Guest opinion: Bad policy led to wildfires and blackouts

Mickie Winkler

BY MICKIE WINKLER

Believe it or not the phrase “fighting fire with fire” refers to the practice, by pioneers as early as 1850, of starting controlled burns to prevent the uncontrolled spread of wildfires.

It is now 2020. Wildfires are raging out of control all around us — as they did last year and the year before that.

When I was in Bozeman, Mont., in 2018 the smoke from California fires choked us up.

I wish I could say that we are using 19th century techniques in the 21st century — like fighting fire with fire — but alas, we are not.

Have we heard that our climate is warming? Or that pollution is bad? These fires wipe out years of pollution-
fighting effort.

Yes, the Camp Fire was sparked by an antiquated mismanaged electrical system, while the current fires are heat- and lightning-induced, but the subsequent spread is due to the combustible brush we fail to eliminate that fuels the fire. We haven’t removed the brush and bug-infested trees these fires consume — despite decades and decades of advice to the contrary.

This is not a minor mistake you know.

And while we’ve rejected an effective fire prevention plan, we also have allowed our electric grid to become
inadequate.

We have closed down gas-fired electric power plants too quickly in our quest to rely exclusively on renewable
energy. Now, in a heat- or fire-induced emergency, we simply do not have the renewable-energy capacity to provide enough electricity to this warming and drought-ridden state. By the way, solar energy output is also reduced by smoke.

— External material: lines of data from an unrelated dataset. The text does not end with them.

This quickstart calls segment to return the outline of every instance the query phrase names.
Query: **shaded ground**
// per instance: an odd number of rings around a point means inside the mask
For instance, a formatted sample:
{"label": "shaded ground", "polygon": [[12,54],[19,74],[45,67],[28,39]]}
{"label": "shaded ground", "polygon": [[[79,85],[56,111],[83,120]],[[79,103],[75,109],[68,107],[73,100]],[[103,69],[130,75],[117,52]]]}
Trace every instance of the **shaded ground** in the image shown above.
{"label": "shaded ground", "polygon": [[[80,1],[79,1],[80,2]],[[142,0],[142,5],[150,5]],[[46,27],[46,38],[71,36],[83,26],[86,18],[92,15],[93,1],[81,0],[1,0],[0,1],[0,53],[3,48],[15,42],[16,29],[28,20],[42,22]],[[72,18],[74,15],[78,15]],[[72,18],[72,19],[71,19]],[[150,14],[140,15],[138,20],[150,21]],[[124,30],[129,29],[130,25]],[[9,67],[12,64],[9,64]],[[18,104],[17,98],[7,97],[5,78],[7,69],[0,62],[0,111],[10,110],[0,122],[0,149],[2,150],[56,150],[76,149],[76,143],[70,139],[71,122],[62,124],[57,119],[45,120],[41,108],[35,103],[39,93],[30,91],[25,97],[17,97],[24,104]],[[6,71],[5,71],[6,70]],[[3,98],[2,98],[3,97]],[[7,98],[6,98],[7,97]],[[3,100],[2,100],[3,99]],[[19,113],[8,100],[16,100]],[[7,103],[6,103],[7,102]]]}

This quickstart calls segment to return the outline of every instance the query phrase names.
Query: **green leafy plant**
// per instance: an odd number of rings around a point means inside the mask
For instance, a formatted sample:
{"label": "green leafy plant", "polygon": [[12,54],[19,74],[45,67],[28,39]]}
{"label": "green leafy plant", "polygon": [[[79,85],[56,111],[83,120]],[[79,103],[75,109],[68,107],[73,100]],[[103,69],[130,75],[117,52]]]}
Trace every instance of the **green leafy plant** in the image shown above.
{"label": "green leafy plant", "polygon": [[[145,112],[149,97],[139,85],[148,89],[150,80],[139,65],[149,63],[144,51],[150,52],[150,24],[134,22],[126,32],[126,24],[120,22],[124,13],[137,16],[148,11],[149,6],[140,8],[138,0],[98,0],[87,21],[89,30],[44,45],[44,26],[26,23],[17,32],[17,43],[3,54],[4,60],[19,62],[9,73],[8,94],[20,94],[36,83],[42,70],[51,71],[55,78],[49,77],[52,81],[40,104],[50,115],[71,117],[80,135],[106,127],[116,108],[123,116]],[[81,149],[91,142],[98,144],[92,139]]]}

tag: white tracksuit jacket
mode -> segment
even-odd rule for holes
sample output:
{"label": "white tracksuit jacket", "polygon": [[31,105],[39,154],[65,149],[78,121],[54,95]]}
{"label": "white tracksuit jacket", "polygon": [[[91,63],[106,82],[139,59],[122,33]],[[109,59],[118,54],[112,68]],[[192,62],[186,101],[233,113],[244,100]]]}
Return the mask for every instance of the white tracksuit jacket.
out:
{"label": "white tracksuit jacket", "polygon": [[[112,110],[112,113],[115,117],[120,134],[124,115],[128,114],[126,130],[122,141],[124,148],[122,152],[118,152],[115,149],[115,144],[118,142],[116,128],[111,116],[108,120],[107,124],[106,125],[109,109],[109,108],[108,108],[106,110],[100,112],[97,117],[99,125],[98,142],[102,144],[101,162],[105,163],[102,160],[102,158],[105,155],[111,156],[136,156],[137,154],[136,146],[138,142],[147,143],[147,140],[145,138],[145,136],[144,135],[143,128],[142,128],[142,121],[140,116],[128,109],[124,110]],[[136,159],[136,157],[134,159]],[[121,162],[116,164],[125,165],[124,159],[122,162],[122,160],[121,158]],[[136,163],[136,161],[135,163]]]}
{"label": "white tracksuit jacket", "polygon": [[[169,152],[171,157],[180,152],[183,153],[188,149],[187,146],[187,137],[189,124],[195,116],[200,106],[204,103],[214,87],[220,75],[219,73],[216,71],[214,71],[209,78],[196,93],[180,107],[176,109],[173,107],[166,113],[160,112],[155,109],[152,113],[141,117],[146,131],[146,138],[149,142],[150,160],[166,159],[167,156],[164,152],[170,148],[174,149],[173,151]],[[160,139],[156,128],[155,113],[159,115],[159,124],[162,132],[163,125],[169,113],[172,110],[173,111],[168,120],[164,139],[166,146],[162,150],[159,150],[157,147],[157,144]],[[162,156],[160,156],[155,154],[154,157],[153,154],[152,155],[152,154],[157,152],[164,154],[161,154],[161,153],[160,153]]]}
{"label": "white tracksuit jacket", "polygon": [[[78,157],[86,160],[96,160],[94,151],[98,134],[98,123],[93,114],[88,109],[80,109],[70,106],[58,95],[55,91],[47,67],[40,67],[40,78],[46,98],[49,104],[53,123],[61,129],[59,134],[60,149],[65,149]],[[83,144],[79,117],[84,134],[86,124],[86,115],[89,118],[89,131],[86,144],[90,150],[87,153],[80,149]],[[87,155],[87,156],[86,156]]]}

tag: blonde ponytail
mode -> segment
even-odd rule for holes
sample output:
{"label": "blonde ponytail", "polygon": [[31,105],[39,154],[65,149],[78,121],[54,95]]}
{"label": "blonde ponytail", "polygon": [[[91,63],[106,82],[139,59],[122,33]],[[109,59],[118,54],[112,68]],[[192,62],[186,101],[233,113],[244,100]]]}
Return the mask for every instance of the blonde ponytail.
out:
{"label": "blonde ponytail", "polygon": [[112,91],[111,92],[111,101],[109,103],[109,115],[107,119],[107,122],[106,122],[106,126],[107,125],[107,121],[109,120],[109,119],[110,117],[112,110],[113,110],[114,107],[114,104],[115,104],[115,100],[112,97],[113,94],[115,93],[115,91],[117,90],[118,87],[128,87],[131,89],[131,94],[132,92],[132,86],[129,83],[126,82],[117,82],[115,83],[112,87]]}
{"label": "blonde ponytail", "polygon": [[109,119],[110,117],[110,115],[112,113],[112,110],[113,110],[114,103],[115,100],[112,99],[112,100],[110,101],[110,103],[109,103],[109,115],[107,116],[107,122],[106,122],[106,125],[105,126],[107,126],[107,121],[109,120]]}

We’ve put our climate change, fire management, electrical dependency, social equity and cost-of-living issues in separate boxes. Together our policies are coming up short on all fronts.

Our policies cause pollution and they deprive of us electricity. Like gas taxes and highway tolls, which are justified on environmental grounds, they are hardest on the poor. And of course they are enormously and predictably expensive — as the cost of our recurring wildfires demonstrate.

What a needless mess.

Mickie Winkler, a retired business woman, served on the Menlo Park City Council from 2002-06 and was mayor in 2005. She’s now a Palo Alto resident. Her book, “Politics, Police, and Other Fun Stuff,” will, according to her publisher, be in bookstores soon.

2 Comments

  1. I agree Mickie, This new “green deal” is really just a euphemism for higher taxes and lower standards of living. “green” makes it sound like wecare saving the rainforest, but has proven a failure and short-sighted, and the democrats want to take advantage of this false covid hoax to push even higher taxes and fees on an already battered economy that they shut down. I will vote republican and will vot Newsom out because I disfavored the lockdowns from the beginning

  2. Mickie, you haven’t been to the Sierra Nevadas recently. There are ENORMOUS numbers of trees being cut and removed along with branches and downfall. There are also numerous controlled burns being executed by various federal and state agencies. The smoke can be quite bad at times and there is a constant stream of the logging trucks carrying dead pine trees down the mountain. This is what we see in Calaveras County and it may not be true in the Santa Cruz mountains but there is a lot of private land there. This isn’t a political issue.

    As far as the previous respondent’s comment, it should be deleted by the Editor as he inserted a lie about the COVID Pandemic claiming it’s a hoax. Sad state of mind for that individual!